Kontrak Habis Sejak 2017, Pelindo Masih Kelola Pelabuhan Jetty Meulaboh

Kontrak Habis Sejak 2017, Pelindo Masih Kelola Pelabuhan Jetty Meulaboh
Aktivitas Jetty Meulaboh. Foto: AJNN.Net/Darmansyah Muda

ACEH BARAT - Kontrak pengelolaan Pelabuhan Jetty Meulaboh antara Pemerintah Kabupaten Aceh Barat dengan PT Pelabuhan Indonesia (Pelindo) telah berakhir. Anehnya Pelindo hingga saat ini masih mengelola pelabuhan yang berada di Suak Indrapuri.

Dinas Perhubungan Aceh Barat membenarkan kalau hingga kini pelabuhan itu masih dikelola oleh Pelindo. Alasannya karena pihaknya tidak mau mengambil resiko terhentinya aktivitas pelabuhan tersebut.

Kepala Disbub Aceh Barat, Tarfin mengatakan kalau pihaknya menghentikan aktivitas pelabuhan itu, maka sektor perekonomian masyarakat juga akan terhenti.

"Memang dari Pendapatan Asli Daerah kita tidak ada, tapi ada pertimbangan lain yang kita kwatirkan kalau kita hentikan terutama ekonomi masyarakat sekitar pelabuhan terhenti," kata Tarfin.

Saat ditanya lebih lanjut kenapa tidak diambil alih pengelolaannya oleh pemkab, ia mengaku kalau hingga saat ini belum ada perintah langsung dari Bupati Aceh Barat untuk mengambil alih pengelolaan.

Dikatakannya, jika pun dilakukan pengambilalihan pengelolaan, maka pihaknya harus memulai kembali dari nol dari semua sisi kepelabuhanan tersebut.

"Untuk pengambilalihan belum ada instruksi dari pimpinan. Beliau (bupati) meminta untuk menyelesaikan masalah ini secara baik-baik," ungkapnya.

Ditambahkan Tarfin, kalau saat ini pihaknya bersama dengan PT Pelindo sedang merumuskan kontrak perjanjian baru pascamasa kontrak usai sekitar 2017 lalu.

Akan tetapi, sebutnya, dalam sistem kerjasama tersebut sedikit mengalami kendala lantaran pihak Pelindo tidak bisa lagi menjalin kerjasama dengan pemerintahan, namun harus Business to Business.

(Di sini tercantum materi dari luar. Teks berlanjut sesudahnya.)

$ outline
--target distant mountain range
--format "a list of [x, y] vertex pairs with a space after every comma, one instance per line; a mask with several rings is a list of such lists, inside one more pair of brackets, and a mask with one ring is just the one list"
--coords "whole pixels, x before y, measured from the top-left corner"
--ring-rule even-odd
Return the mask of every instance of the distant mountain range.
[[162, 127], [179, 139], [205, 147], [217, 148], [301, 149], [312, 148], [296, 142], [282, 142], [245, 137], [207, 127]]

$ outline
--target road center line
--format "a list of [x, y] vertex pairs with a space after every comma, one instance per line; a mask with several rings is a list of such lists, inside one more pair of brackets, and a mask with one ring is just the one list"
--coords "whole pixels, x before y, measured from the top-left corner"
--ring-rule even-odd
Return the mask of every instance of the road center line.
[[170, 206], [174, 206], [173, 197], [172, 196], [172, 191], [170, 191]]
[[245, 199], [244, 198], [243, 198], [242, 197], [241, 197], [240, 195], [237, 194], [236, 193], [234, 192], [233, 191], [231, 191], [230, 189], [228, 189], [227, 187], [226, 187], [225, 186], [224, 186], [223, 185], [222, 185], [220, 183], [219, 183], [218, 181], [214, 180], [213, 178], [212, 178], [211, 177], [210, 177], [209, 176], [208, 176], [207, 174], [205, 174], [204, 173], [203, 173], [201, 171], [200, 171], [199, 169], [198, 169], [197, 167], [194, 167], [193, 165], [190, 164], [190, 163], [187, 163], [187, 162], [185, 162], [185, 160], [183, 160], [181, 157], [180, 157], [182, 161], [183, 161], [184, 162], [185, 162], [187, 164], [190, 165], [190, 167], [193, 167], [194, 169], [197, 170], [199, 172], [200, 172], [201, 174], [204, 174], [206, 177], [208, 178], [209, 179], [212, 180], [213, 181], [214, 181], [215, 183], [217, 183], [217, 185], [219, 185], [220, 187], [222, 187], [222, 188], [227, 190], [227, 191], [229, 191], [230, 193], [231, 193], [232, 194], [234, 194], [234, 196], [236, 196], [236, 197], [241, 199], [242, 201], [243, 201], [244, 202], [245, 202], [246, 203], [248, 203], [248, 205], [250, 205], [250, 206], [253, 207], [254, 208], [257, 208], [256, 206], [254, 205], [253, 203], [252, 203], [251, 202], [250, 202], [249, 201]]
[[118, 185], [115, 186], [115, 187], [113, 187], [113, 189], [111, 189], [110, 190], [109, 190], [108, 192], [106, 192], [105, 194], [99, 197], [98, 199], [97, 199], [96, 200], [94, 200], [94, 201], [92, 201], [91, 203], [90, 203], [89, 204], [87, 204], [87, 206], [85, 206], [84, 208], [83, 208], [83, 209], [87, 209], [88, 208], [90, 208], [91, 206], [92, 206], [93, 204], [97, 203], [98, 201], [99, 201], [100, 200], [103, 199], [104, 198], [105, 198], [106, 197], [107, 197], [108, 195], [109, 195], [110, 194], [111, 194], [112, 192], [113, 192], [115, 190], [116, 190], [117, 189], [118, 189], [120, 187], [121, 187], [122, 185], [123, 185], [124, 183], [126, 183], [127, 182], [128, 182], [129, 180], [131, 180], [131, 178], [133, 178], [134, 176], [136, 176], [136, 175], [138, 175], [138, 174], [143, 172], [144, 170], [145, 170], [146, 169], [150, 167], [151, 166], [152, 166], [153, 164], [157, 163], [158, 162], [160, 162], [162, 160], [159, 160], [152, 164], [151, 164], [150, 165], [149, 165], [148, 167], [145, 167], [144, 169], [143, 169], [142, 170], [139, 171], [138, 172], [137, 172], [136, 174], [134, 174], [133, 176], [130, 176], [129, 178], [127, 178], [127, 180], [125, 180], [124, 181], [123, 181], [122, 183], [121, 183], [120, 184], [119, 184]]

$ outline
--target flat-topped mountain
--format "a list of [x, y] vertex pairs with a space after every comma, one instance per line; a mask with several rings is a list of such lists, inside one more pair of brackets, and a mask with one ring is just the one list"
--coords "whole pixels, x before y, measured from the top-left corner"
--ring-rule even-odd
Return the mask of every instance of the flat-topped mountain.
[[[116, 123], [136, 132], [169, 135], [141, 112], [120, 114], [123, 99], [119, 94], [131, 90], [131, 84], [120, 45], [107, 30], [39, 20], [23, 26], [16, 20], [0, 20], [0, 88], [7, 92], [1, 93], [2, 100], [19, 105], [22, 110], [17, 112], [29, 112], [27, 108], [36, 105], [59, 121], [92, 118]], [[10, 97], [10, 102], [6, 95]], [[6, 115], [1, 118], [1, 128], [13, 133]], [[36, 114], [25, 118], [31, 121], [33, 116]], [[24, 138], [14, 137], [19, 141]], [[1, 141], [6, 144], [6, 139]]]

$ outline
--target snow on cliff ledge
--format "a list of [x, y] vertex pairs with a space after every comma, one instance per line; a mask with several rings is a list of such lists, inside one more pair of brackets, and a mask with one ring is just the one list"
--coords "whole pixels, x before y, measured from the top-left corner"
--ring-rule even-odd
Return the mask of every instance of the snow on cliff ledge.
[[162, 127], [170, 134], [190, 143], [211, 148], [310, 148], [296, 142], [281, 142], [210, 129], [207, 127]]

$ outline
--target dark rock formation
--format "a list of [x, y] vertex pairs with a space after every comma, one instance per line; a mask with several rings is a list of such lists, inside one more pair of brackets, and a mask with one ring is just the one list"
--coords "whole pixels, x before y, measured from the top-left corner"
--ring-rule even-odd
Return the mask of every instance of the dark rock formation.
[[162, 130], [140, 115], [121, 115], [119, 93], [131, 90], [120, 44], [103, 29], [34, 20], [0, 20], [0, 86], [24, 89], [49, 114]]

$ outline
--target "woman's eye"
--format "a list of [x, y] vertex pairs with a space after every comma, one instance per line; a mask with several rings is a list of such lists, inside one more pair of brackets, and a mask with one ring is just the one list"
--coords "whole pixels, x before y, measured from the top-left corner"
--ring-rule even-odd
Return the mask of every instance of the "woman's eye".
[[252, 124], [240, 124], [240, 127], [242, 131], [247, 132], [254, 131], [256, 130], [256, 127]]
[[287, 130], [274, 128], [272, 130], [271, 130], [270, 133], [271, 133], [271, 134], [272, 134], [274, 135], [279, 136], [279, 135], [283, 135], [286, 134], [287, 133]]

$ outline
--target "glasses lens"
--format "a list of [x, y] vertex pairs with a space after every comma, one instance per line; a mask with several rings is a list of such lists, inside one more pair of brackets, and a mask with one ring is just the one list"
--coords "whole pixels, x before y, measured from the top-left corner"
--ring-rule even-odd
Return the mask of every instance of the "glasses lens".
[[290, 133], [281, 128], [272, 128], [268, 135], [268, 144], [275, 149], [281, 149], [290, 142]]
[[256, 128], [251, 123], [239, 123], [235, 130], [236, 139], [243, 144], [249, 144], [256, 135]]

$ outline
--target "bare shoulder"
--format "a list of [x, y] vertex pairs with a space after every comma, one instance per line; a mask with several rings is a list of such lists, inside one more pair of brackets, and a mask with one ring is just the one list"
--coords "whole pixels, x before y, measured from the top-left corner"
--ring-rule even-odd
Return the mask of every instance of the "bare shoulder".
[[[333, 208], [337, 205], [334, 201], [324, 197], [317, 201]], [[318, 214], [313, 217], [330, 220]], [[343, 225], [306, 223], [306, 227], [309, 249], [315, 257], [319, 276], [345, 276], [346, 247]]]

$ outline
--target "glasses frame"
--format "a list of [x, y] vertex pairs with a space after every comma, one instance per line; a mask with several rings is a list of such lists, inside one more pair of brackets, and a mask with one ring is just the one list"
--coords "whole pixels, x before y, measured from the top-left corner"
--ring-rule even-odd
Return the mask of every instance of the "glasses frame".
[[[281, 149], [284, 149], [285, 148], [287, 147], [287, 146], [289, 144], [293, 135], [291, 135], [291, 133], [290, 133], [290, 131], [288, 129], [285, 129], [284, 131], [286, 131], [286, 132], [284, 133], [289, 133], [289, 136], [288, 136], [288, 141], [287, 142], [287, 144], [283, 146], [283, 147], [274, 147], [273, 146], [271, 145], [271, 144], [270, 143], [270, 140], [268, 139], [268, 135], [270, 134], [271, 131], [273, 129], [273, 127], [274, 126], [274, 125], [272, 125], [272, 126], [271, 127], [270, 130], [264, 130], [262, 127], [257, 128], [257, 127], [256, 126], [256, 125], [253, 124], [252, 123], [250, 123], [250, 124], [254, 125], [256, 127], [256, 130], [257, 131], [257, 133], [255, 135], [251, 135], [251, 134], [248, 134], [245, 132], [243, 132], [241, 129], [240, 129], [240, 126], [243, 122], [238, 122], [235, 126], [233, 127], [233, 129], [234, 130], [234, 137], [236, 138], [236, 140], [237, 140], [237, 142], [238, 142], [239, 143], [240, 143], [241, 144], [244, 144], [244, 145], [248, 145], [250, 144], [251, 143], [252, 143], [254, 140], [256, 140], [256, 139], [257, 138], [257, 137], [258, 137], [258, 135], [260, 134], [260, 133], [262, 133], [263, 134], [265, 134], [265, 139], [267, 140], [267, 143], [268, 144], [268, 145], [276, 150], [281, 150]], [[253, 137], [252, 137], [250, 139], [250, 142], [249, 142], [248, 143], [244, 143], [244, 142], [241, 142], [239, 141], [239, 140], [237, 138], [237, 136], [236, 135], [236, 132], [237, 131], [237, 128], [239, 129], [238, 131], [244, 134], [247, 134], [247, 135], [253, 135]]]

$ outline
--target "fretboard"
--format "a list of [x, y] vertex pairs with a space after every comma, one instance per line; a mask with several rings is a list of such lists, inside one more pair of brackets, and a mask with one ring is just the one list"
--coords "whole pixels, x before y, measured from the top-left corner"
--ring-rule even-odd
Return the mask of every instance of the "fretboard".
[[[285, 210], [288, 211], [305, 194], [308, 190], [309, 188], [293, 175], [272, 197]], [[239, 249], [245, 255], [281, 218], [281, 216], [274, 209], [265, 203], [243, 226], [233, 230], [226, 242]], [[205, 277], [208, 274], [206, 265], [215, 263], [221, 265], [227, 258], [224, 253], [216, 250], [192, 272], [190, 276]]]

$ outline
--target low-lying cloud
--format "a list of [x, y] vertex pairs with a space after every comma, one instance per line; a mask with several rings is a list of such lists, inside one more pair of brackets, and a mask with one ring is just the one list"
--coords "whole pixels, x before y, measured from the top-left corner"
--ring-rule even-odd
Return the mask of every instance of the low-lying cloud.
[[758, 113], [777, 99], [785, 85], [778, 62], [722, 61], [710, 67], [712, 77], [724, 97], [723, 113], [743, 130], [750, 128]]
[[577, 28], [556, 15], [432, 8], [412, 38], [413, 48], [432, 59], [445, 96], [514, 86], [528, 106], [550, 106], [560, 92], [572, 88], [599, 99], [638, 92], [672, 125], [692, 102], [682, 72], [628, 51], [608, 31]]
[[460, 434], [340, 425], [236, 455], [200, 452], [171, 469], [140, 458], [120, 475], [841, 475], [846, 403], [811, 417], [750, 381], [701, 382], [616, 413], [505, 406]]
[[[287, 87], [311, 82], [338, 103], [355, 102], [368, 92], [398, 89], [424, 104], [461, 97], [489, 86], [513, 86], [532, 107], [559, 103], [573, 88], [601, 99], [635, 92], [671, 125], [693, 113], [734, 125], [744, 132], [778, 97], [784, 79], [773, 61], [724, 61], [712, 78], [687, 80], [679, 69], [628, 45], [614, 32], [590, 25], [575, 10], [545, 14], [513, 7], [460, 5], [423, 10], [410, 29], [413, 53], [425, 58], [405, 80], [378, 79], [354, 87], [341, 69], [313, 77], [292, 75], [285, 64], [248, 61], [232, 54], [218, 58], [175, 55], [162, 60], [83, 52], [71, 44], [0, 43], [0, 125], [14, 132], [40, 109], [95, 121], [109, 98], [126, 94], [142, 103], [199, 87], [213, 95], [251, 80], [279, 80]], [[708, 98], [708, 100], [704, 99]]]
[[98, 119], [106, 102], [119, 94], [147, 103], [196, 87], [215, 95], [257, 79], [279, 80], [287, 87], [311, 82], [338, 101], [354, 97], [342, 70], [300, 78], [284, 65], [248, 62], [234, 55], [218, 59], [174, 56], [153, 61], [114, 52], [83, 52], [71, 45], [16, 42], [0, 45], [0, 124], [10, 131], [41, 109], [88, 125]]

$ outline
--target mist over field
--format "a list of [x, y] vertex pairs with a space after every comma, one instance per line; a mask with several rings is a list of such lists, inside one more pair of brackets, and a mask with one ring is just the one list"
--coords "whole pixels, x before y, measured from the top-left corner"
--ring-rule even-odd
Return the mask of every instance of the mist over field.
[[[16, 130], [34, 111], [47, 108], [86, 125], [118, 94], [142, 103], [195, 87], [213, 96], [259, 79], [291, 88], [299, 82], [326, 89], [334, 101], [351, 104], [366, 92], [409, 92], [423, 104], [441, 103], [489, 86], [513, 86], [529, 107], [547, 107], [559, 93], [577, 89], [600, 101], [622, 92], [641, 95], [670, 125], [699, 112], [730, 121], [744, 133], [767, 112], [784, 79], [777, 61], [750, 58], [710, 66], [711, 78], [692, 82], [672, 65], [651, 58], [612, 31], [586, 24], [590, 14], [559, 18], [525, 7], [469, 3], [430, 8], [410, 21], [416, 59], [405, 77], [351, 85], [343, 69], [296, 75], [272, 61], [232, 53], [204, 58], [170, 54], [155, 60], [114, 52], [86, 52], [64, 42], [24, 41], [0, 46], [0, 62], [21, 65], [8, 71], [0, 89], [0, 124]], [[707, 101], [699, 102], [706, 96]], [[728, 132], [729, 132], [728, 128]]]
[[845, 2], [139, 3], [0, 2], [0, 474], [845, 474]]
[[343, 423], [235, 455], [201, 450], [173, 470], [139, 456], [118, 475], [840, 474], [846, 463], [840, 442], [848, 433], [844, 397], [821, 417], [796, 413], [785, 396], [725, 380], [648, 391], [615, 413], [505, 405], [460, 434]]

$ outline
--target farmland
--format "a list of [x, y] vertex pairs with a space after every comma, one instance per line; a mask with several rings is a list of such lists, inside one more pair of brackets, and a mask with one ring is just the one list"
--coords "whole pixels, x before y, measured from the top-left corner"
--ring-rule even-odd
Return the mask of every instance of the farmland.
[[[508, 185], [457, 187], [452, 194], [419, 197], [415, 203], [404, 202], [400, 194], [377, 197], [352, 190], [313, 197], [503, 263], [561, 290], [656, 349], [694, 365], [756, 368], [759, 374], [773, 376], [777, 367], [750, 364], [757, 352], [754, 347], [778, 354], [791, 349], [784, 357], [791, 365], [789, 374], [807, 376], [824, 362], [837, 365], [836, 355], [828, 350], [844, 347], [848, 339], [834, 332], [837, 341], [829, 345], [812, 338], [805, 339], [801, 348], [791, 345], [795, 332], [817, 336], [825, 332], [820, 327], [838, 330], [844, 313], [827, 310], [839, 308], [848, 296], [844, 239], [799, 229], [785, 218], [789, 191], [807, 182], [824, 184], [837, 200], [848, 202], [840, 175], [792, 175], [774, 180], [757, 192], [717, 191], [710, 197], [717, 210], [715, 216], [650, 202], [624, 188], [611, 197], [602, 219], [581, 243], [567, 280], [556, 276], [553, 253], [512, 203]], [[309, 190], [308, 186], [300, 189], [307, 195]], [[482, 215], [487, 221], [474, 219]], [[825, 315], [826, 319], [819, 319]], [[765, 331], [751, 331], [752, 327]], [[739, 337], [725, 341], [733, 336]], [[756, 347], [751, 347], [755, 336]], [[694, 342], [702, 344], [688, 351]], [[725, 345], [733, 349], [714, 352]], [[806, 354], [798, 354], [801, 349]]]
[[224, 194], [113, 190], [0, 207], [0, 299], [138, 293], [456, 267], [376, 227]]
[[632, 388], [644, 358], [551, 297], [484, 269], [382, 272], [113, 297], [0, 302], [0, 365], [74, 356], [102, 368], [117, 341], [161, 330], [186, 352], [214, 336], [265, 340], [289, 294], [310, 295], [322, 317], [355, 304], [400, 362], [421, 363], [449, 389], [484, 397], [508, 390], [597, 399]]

"Kita saat ini sedang berupaya memang merumuskan kontrak baru. Karena Pelindo tidak bisa kerjasama langsung sama kita (pemerintah0 tapi harus B to B, maka kita akan coba lewat PD Pakat Beusare nantinya," ujar Tarfin.

Rencananya perjanjian kerjasama baru ini dilakukan usai pelantikan pimpinan Dewan Pimpinan Rakyat Kabupaten (DPRK) Aceh Barat. Tapi meski pelantikan pimpinan telah selesai, pihak Pelindo wilayah I Sumatera Utara hingga kini belum juga datang ke Aceh Barat.

Komentar

Loading...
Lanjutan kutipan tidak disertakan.